わたしはその日をうまく演じ切らないといけない。
小学生2年生に祖母の家に移り住み、田舎の学校で過ごした後、3年後に母が再婚。新しい父親は転勤族と呼ばれる職業で、わたしはころころと転校することとなった。
わたしはひどく臆病な性格だった。
どうせ来る、別れ。ならば深入りし過ぎず上手く…上手くやり過ごそう。早く自立したかった。自分の意思で住む場所を決めて、自分の居場を築きたかった。
愛想よく振る舞いながら、心には頑丈な壁を作った。透明で、だれも気づかないやつを…。
それが、父、ユキちゃん、みーたん、、数々の別れを経験したわたしの悲しみを2度と繰り返さない方法だった。
「お前ってなんかつかめないんだよな」
同級生の加藤くんに不意を突かれ、ドキッとしたことがあった。見透かされたような視線に固まってしまった。上手くやっていると思っていたのに!
「サニー♡ご飯たーべよ」
友だちの絵梨花がいつものように飛びついてきた。
わたしが絵梨花に出会ったのは高校2年で転入してきた時だった。ちょうど女子同士のいざこざで孤立していた絵梨花と2年の変な時期に転校してきたわたし。もうすでにグループは形成されていて、弾かれもの2人が友だちになるのは自然だった。

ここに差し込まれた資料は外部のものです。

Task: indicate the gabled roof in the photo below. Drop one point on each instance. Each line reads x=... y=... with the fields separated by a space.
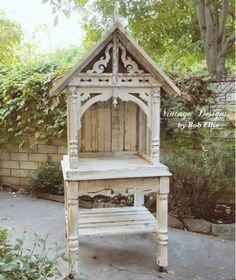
x=132 y=46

絵梨花はおとなしい子かと思っていたが、話すうちに、むしろ明るくてムードメーカーなタイプだとわかった。絵梨花はわたしと友だちになってみるみる元気になっていった。
しばらくして絵梨花がいざこざの原因になった子と仲直りをした。『お役御免かな』と思っていたが、絵梨花は私を離そうとはしなかった。周りの子にわたしがいかに素敵な子かを紹介してみせた。わたしは初めてクラスのヒエラルキーのトップグループに入った。(自慢したい訳じゃない。冷静に分析してそうなのである。)男子からも一目置かれる7人グループの1人になった。
絵梨花がわたしを『サニー』と呼び出したのはこの頃だ。後から仲良くなった子と同じ呼び方は嫌なんだそうだ。マンガだかアニメだかのキャラに似ているとのことだが、まぁ本名が「さ」から始まるのが1番の理由だろう。
絵梨花も特別なあだ名をつけて欲しいと言ったが、わたしはそれを断った。
「絵梨花」がすごく素敵な名前だからと言うと少し嬉しそうだった。
結局、絵梨花ちゃんと読んでいたのを呼び捨てにすることで妥協してくれた。
こうして、わたし=『サニー』が加わった。